In some situations though, the ability not to tighten your neck is the definitive difference between success and failure.
The most dramatic application of the Alexander Technique I know, one which makes me glad I did those three years of training, is when someone fearful of putting their face in the water learns to breathe into it. At the critical moment before the mouth enters the water, the neck tightens, the head goes back against the spine and the nervous pupil can’t breathe. Their reaction to the water needs to change…
Trying to put the face in the water and breathe is feeling really difficult. The pupil is red faced, their mouth is dry, they say they feel like a slow learner. They are stressed. This has been going on for ten minutes of their first lesson. They’re not aware that they’re tightening their neck. They only know they can’t bring themselves to let air out into the water. A gentle hand on the back of the neck might feel to the pupil like it’s the last thing they want. It’s another new thing for them to deal with.

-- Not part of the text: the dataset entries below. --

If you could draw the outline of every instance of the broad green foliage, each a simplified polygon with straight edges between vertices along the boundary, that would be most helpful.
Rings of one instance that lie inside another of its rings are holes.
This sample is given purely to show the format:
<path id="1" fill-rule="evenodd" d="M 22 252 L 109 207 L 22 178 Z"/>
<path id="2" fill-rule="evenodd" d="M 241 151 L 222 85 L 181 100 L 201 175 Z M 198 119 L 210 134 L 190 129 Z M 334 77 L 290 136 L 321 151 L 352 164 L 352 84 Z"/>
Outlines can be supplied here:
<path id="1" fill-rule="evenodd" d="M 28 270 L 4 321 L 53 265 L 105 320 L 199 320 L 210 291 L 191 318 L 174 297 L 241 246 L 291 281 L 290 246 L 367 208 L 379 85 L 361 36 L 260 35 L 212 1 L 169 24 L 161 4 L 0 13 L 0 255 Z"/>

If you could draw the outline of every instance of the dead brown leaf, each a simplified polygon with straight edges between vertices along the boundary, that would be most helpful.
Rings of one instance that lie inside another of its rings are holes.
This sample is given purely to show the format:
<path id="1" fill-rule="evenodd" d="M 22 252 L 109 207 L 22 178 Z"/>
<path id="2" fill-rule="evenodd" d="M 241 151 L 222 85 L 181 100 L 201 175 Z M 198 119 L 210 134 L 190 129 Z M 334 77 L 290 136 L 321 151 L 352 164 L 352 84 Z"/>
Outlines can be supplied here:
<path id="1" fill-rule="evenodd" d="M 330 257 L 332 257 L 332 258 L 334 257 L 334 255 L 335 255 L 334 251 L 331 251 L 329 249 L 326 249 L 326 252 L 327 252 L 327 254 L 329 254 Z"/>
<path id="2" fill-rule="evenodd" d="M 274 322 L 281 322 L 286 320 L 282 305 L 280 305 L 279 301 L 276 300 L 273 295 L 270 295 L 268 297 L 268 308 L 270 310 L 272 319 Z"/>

But I rest my hand on the back of the neck, relax and breathe out into the water myself. Then suddenly, like magic, it happens, they start to make bubbles. This almost always works within a couple of minutes. The pupil might not realise the hand on the neck has made the difference. But it’s happened enough times for me to know.
The whole can of worms which causes a fearful response to putting the face in the water empties, when the pupil stops tightening their neck. For any Alexander Technique teacher this is obvious. Freeing the neck is the golden key.
Every time I get someone to do it, I’m grateful for my Alexander training, 20 years ago. In this one thing – helping people realise this important skill by getting over this significant hurdle – it does pretty well guarantee success. And unlocks the door to a world of discovery offered by the support of water.